Per quanto riguarda la gestione della tracheotomia, lo specialista otorinolaringoiatra esegue
un controllo ed eventuale sostituzione della cannula tracheale una volta al mese. Nel caso
il paziente sia a casa propria, l’AUSL fornisce direttamente a domicilio tutti gli ausili necessari per la gestione della tracheotomia, oltre a garantire anche la reperibilità del tecnico
della ditta appaltatrice per affrontare le situazioni più delicate. Alla sostituzione periodica
della cannula provvede direttamente lo specialista ORL individuato nel PDTA. Lo specialista, infatti, si reca a domicilio del paziente portando con sé la cannula tracheale che è
fornita, previa richiesta, dal Dipartimento Farmaceutico dell’AUSL. Per i pazienti residenti
in struttura la cannula è richiesta dalla struttura stessa sempre al Dipartimento Farmaceutico
dell’AUSL. In entrambi i casi è lo specialista ORL a stabilire la tempistica di sostituzione
della cannula tracheale in base alle necessità cliniche e d’assistenza dei singoli pazienti, che
nella maggior parte dei casi necessitano di ventilazione meccanica invasiva. Il percorso così
strutturato è espressione della forte collaborazione e integrazione tra Ospedale (U.O.C. Otorinolaringoiatria), Dipartimento Cure Primarie (U.O. Gestione Territoriale della non Autosufficienza) e Dipartimento Farmaceutico (U.O.S.D. Dispositivi Medici). L’individuazione
di uno specialista ORL unico presenta il vantaggio di assicurare la continuità assistenziale
ed evita il trasporto dei pazienti non autosufficienti in Ospedale per la sostituzione della
cannula. L’organizzazione di questo percorso presenta, come già detto in precedenza, dei
vantaggi economici di contenimento della spesa per l’AUSL in termini di fornitura delle
cannule tracheale a costo ridotto ed anche del trasporto a carico della struttura o dell’utente.
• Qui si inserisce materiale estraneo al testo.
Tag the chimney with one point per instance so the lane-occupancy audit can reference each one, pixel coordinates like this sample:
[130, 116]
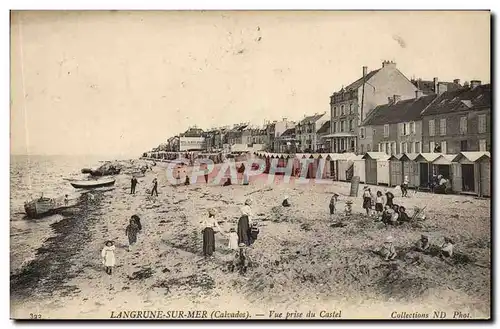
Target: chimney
[475, 83]
[442, 88]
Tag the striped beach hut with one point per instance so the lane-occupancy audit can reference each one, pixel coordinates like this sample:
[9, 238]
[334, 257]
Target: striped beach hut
[472, 173]
[425, 169]
[376, 168]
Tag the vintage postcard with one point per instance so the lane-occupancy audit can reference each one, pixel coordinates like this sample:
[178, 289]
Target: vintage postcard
[321, 165]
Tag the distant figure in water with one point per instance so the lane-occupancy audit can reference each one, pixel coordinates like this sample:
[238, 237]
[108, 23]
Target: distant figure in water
[244, 223]
[285, 202]
[137, 221]
[208, 225]
[154, 191]
[131, 232]
[108, 256]
[133, 183]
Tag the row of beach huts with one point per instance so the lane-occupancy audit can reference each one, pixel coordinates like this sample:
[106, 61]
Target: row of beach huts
[468, 172]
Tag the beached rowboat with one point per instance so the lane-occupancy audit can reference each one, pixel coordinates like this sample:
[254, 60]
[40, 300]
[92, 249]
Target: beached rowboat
[94, 183]
[39, 207]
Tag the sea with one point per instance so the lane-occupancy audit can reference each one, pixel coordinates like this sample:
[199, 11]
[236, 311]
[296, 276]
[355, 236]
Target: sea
[30, 176]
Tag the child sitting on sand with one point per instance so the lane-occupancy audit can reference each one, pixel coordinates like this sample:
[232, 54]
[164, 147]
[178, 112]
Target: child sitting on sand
[108, 256]
[387, 250]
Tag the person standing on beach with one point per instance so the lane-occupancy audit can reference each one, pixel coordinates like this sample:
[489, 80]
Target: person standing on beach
[244, 223]
[154, 191]
[108, 256]
[367, 200]
[133, 183]
[131, 232]
[209, 234]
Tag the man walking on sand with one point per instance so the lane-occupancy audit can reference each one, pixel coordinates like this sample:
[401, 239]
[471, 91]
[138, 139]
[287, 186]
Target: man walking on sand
[133, 183]
[154, 191]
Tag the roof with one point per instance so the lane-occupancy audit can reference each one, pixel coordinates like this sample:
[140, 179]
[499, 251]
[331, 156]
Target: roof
[427, 157]
[358, 83]
[427, 87]
[471, 156]
[288, 132]
[402, 111]
[408, 156]
[376, 155]
[325, 128]
[444, 159]
[311, 118]
[460, 100]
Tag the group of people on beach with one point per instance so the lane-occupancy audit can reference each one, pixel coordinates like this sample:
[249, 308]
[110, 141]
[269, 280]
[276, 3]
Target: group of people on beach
[239, 238]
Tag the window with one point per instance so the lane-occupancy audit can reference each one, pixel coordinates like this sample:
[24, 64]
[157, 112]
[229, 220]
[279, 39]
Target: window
[482, 123]
[431, 128]
[442, 127]
[463, 146]
[463, 125]
[443, 147]
[482, 145]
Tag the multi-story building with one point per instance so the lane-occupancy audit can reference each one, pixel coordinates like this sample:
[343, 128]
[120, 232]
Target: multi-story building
[458, 120]
[307, 131]
[395, 127]
[350, 106]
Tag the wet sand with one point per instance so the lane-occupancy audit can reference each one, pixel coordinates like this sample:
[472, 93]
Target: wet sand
[299, 262]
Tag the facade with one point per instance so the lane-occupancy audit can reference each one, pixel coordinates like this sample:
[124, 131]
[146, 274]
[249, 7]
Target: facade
[350, 106]
[307, 132]
[395, 127]
[458, 121]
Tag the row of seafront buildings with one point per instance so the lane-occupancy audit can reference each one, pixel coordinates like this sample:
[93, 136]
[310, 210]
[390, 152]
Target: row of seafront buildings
[382, 111]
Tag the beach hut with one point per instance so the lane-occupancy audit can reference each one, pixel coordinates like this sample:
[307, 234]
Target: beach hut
[410, 169]
[395, 170]
[425, 170]
[472, 173]
[376, 168]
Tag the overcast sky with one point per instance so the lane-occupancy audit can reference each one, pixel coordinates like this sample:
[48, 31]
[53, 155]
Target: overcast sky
[120, 83]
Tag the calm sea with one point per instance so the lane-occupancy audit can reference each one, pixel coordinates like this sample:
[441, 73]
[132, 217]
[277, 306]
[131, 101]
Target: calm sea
[30, 176]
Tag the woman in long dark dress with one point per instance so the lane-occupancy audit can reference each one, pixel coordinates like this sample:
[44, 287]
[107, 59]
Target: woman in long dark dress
[244, 223]
[209, 234]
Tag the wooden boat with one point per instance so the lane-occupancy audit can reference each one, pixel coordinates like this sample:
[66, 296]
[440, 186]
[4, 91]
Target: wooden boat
[93, 183]
[40, 207]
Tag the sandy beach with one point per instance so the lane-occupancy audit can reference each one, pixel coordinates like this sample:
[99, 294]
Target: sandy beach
[299, 263]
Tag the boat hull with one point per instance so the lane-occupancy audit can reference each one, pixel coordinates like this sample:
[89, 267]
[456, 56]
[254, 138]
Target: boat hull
[91, 185]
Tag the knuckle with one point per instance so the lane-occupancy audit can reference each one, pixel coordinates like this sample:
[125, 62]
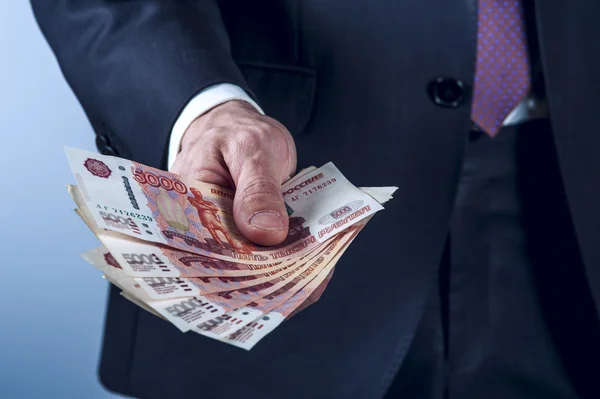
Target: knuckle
[260, 189]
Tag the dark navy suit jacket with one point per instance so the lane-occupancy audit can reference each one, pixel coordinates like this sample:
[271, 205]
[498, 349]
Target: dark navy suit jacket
[382, 88]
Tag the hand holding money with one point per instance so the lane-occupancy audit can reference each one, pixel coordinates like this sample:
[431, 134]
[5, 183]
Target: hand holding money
[235, 146]
[171, 244]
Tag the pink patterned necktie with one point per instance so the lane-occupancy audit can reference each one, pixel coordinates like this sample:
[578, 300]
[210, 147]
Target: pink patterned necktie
[502, 78]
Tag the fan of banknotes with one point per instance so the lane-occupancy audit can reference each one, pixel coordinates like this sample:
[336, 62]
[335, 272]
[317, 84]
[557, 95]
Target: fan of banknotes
[170, 243]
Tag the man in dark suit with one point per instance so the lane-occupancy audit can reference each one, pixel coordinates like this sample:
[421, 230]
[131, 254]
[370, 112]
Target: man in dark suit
[480, 280]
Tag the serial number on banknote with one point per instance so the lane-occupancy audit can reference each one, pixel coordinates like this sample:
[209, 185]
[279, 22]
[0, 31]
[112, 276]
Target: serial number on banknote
[119, 212]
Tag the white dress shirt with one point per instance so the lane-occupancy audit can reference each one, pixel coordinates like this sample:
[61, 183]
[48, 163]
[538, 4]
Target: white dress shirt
[203, 102]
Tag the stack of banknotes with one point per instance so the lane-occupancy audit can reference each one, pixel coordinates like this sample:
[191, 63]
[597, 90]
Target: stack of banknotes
[170, 243]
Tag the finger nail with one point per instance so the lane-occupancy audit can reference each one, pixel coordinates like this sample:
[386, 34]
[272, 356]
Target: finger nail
[266, 220]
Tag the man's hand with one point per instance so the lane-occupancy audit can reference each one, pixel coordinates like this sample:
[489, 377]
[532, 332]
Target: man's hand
[233, 145]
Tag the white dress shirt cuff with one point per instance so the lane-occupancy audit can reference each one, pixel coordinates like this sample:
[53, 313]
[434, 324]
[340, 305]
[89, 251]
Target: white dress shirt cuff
[204, 101]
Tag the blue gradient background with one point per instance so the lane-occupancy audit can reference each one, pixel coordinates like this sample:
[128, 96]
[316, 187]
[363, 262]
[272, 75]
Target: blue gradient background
[52, 303]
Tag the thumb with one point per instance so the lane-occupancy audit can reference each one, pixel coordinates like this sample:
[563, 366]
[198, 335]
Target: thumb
[258, 208]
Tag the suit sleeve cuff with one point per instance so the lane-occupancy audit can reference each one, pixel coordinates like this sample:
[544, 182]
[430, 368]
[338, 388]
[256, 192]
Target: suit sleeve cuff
[203, 102]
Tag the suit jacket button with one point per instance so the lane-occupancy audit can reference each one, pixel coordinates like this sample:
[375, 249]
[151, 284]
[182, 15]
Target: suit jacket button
[447, 92]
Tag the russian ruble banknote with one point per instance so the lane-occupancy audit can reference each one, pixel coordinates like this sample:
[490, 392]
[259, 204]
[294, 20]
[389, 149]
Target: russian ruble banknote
[171, 246]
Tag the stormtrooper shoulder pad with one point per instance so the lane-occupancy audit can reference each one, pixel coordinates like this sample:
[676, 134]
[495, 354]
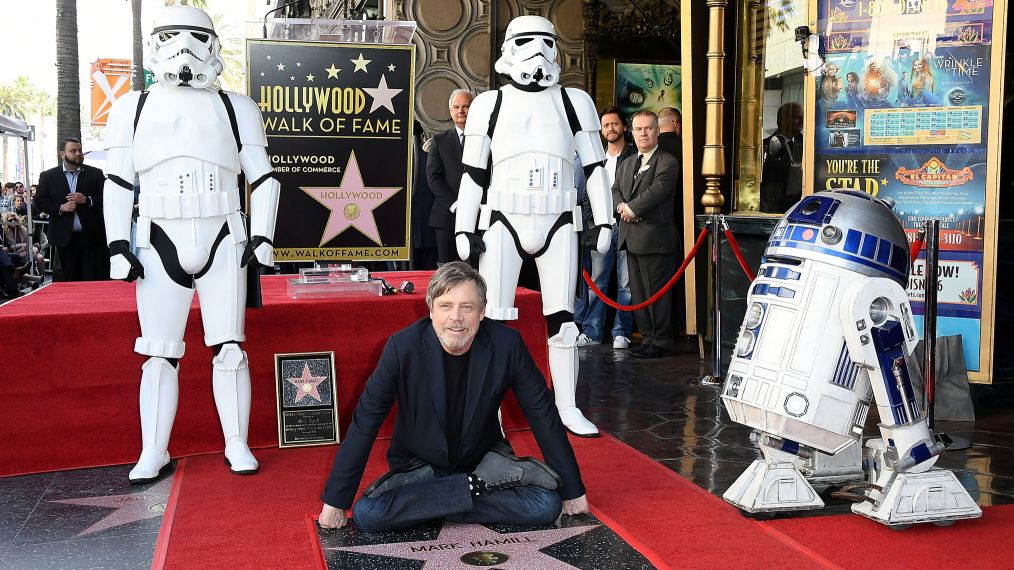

In conclusione l’Azienda ha ritenuto, nella strutturazione dei percorsi per pazienti con bisogni complessi (tra i quali l’essere portatore di tracheotomia è certamente un esempio), di
non adottare una visione settoriale per ambiti o setting assistenziali, ma di assicurare, oltre
alla necessaria competenza tecnico-professionale dei propri operatori e indipendentemente
dal luogo di cura, una valutazione complessiva di tutte le tipologie di bisogno (clinico, assistenziale, riabilitativo, tecnico), in un’ottica di supporto alla persona e alla famiglia.
Bibliografia
1. Atto Aziendale AUSL di Piacenza, prima parte, par. 2
2. Ibidem, seconda parte, par. 8.1
3. Ibidem, seconda parte, par. 8.3
4. Ibidem, seconda parte, par. 8.6
5. Ibidem, seconda parte, par. 8.5
6. Rif. DGR 2068/04 e s.m.i., che DGR individua come tali le gravissime cerebrolesioni acquisite, le
gravissime mielolesioni, gravissimi esiti disabilitanti di patologie neurologiche involutive in fase
avanzata (ad esempio Sclerosi Laterale Amiotrofica, Coree, etc.)